289- GOOS/GOARCH were removed from dir_hash computation to support cross-platform shared home directories (e.g., NFS, Dropbox, synced directories). The same working directory should map to the same session regardless of which OS accesses it.
290
291## Risks and guardrails
292
293- **Concurrent writers:** Use retries on txn conflicts (especially when incrementing evt_seq). Keep transactions small and focused.
294- **Clock weirdness:** Event order is based on seq, not time, so your chronology is stable even if system clock changes; human-readable timestamps live in the value.
295- **Task ID determinism vs edits:** Because id is based on initial content + sid, it won't change during edits. If you attempt to re-add the same task, you'll get the same id; treat it as idempotent add.
296- **Orphaned indexes:** Always mutate doc + index keys in the same txn; on startup or rarely, you can offer a "repair" command to reconcile status indexes, but careful txns should make this unnecessary.
297- **Path hashing collisions:** With blake3 and 8+ bytes hex, collision risk is negligible; still store full dir_path in meta for verification.
298- **Subscription storms:** Subscribe narrowly (per-session) and debounce UI redraws.
299
300## When to consider the advanced path
301
302- **Thousands of tasks/events per session and UI becomes slow scanning JSON:**
303  - Switch task/event values to a compact binary encoding (e.g., flatbuffers/msgpack) to reduce I/O.
304- **Cross-session global event feed (optional):**
305  - Maintain a global index per event: idx/events/{ts_be}/{sid}/{seq_be} -> "" pointing to s/{sid}/evt/{seq_be}.
306  - Pros: simple "recent activity" TUI across sessions, single subscription to idx/events/, efficient time-range scans.
307  - Cons: extra write per event (write amplification), hot global prefix under high throughput, time-ordering relies on event timestamps (minor clock skew acceptable), large histories require pagination/retention.
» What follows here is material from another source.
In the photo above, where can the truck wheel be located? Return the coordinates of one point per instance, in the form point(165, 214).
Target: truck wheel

308- **Need ordering of tasks:**
309  - Add s/{sid}/idx/task_order/{seq_be} -> {task_id} and maintain it on inserts/moves.
310- **Multi-tenant or remote DB:**
311  - Add tenant prefixes or shard DBs; preserve the same key layout.
312
313## Optional advanced path (brief)
314
315- Use ULID for sids to naturally order sessions by creation time (helps chronological archive listings without extra metadata).
316- Maintain s/{sid}/stats -> {pending, in_progress, …, updated_at} and update counts transactionally on task status changes; lets the session list show counts without reading all tasks.
317- Add CAS-like guards using a version field inside task JSON (optimistic concurrency within your app domain), rejecting stale updates gracefully.
318
319## Summary
320
321This schema gives you:
322- O(1) active-session lookup by working directory.
323- O(#tasks with status) retrieval for status-filtered views via a single prefix iteration.
324- Stable, strictly-ordered per-session event logs.
325- Simple, efficient prefixes to subscribe for real-time TUI updates.
326- Clean archival with preserved queryability and chronological browsing.